Con il marchio Marylart edito le opere di Arman, Pol Bury, Ben, Turi Simeti, Fabrizio Plessi, Marco Lodola, Lim Dong Lak, Mauro Staccioli, Valerio Adami, Kcho, Marco Nereo Rotelli, Emilio Isgrò, per citarne alcuni. Sto portando avanti progetti con Marina Abramovic, El Anatsui, Tony Oursler, Joana Vasconcelos, Pablo Atchugarry,
Quali sono le caratteristiche di queste particolari opere d'arte?
Non si trovano all’interno del consueto circuito della gioielleria, dove ha molta importanza il valore oggettivo del pezzo, misurabile in peso dell’oro e in carati. Possono essere realizzati con materiali preziosi della gioielleria tradizionale ma anche con plastiche, plexiglass, legno o ottone perché il materiale è un mezzo, non è un fine. Sono opere a sè stanti che sfidano le regole e derivano il loro valore dalle capacità e dalla reputazione del loro creatore.
Si tratta di una particolare forma d'arte, che sta prendendo sempre più piede tra i collezionisti, i Musei e gli operatori dell'arte; soprattutto, sta ottenendo sempre più visibilità e sta raggiungendo cifre ragguardevoli nelle aste d'arte internazionali. Sono vere e proprie sculture portabili.
Perché si può parlare di museo in miniatura?
La definizione di “museo in miniatura” appartiene al mio caro amico Pierre Restany, grande critico d’arte ormai scomparso. Probabilmente chi colleziona – e ama mettere in mostra, anche sul proprio corpo – questo tipo di gioielli, colleziona anche quadri e sculture. Prima di Diane Venet – che dice sempre di non indossare gioielli ma solo arte – un’altra celebre collezionista ritratta con questo genere di gioielli fu Peggy Guggenheim: nel suo museo veneziano sono ancora visibili gli orecchini che Calder e Tanguy crearono per lei. Calder fu sicuramente l’artista più prolifico perché creò centinaia di gioielli.
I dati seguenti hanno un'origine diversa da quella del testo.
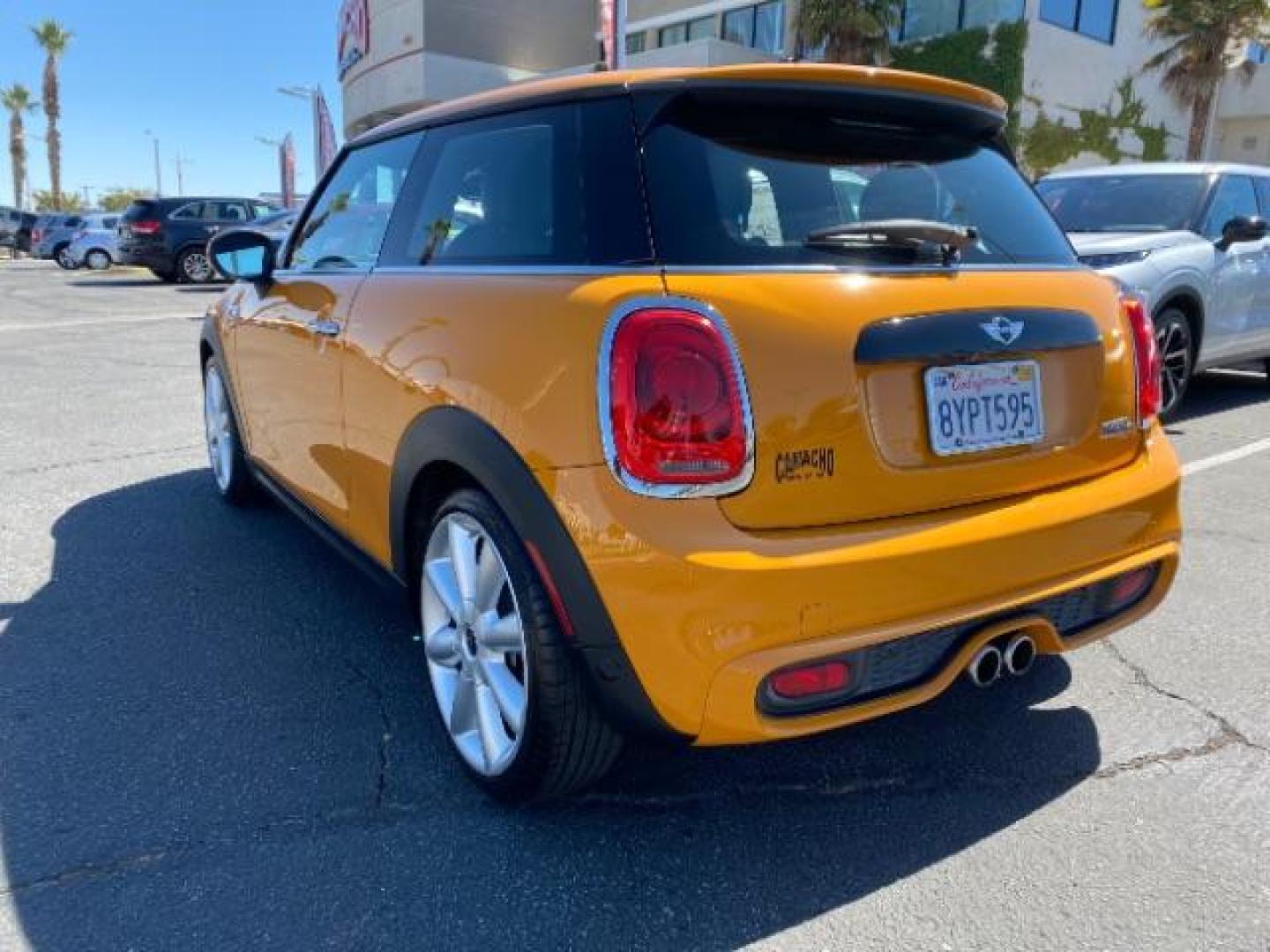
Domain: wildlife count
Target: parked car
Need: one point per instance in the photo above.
(11, 219)
(1192, 239)
(646, 471)
(51, 238)
(169, 235)
(22, 240)
(95, 244)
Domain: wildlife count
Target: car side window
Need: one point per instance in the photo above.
(502, 190)
(1263, 184)
(344, 227)
(1233, 197)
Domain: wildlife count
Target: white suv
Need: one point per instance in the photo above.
(1192, 239)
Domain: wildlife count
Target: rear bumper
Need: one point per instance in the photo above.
(705, 611)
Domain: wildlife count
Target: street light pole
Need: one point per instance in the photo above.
(158, 165)
(311, 94)
(276, 144)
(181, 163)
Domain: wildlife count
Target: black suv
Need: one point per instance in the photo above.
(169, 235)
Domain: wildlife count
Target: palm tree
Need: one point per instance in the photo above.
(54, 38)
(17, 100)
(852, 31)
(1204, 40)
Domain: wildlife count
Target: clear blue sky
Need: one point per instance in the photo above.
(201, 74)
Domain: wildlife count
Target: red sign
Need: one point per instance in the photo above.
(355, 34)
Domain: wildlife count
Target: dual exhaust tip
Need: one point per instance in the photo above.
(990, 661)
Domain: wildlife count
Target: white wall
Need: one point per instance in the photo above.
(1067, 71)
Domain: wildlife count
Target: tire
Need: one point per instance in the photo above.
(193, 267)
(230, 472)
(1177, 343)
(510, 695)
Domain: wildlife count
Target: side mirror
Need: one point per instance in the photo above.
(1243, 228)
(242, 254)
Se si volesse scoprire – e acquistare - questo genere d’arte, dove bisognerebbe cercarla?
I musei che si stanno occupando di gioiello sono molti e - dal lontano 1998 - è in corso la mostra itinerante "Da Picasso a Jeff Koons", organizzata e curata da Diane Venet (moglie dello scultore Bernar Venet). Si tratta di un percorso attraverso la storia dell'arte dai primi del '900 ai giorni nostri, attraverso la creazione di gioielli da parte dei maggiori artisti internazionali: praticamente un "museo in miniatura" con un catalogo sempre molto prestigioso. A settembre 2018 a chiuso un’esposizione al Musèe d'Art Decoratif di Parigi e le prossime tappe saranno Museo d'Arte di Rio de Janeiro e San Paolo del Brasile, poi probabilmente Pechino.
Per investire in un pezzo invece, come ho detto, non in gioielleria: sarebbe come andare a comprare un paio di scarpe da un fruttivendolo. Si trovano soprattutto nelle gallerie e nelle fiere d’arte; quelle di fama internazionale possono essere il PAD a Londra e Parigi, Artefiera a Bologna, Flash Back a Torino, ArtParis e Art Elysée a Parigi, BRAFA a Bruxelles, TEFAF a Maastricht, Design Basel e Miami, Art Miami. Poi naturalmente ci sono alcuni concept store di altissimo livello che si occupano di design, come Corso Como 10 a Milano e – sempre a Milano - stanno aprendo un paio di gallerie specializzate, come quella di Martina Simeti, figlia del pittore Turi Simeti.